Why not guarantee this to be inlined without any new keyword asking for it?
Wouldn’t that solve your problem, or would you then want a way to opt out of this?

Indeed, inlining and non-inlining needs to be available both for C compatibility and for performance reasons. Let’s look at the following C code:

struct part {
    int c;
    char d;
};

struct whole_inline {
    int a;
    struct part p;
};

struct whole_non_inline {
    int a;
    struct part* p;
};

Both whole_inline and whole_non_inline can exist and need to be supported for C compatibility.

Regarding performance: If part is part of a continuous memory access pattern, inlining helps. If it is not (and sufficiently large), it might be better to just store the pointer and get the memory of part out of the way of the continuous memory access pattern (better having a gap of 4 or 8 bytes than a larger gap).

I can see the status quo might be easier on the compiler and this would make for longer compilation times

The proposal might be implemented by dispatching/specializing each constructor on Union{Ptr{Part}, Inline, NoInline}.

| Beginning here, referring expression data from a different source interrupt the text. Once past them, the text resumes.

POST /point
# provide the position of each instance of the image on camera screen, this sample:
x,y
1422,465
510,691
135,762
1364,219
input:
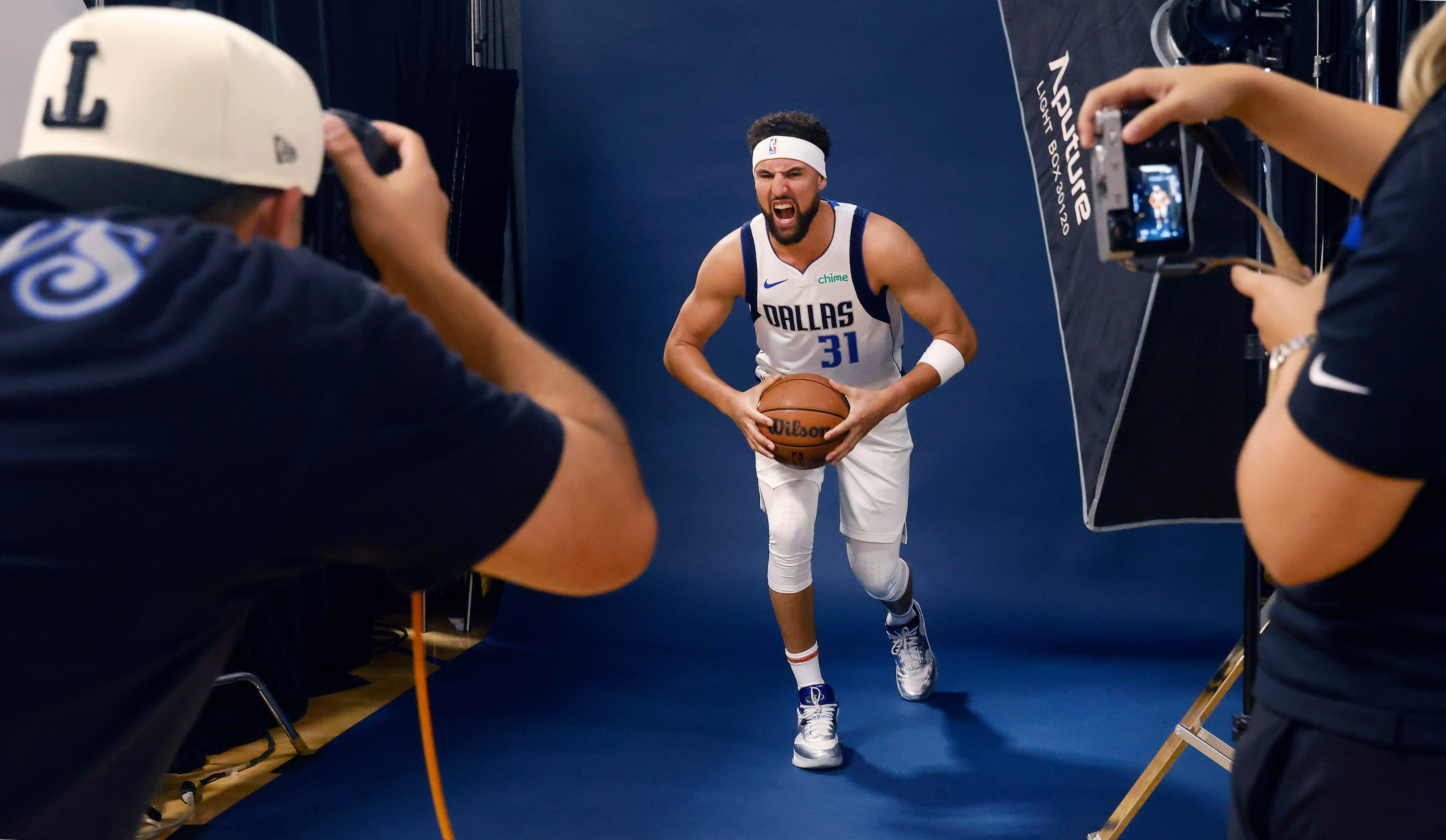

  • Inline: Allocate a larger memory region (as in Base.summarysize). This logic should not be slower than the existing logic for inlining mutable structs. Some additional accounting might be needed, though.
  • Ptr{Part}: Do not allocate but reuse the provided memory pointed to by Ptr{Part}. Some accounting might be different or might be obsolete.
  • NoInline: Same behavior as now.

Therefore, if no inline is used, compilation speed should be mostly unaffected. If it is used, especially with mixing inlining and non-inlining, more constructors need to be compiled and that will take additional time (as always when using more dispatch/specialization).

I think this is a valid tradeoff: More runtime-optimization can lead to longer compilation time.

I can foresee we might want to allow the compiler to change order of (those super) structs, as is allowed by Rust

This is a compelling idea. However, due to C compatibility (or to anything else) this would need to be optional and would indeed be a bigger independent change.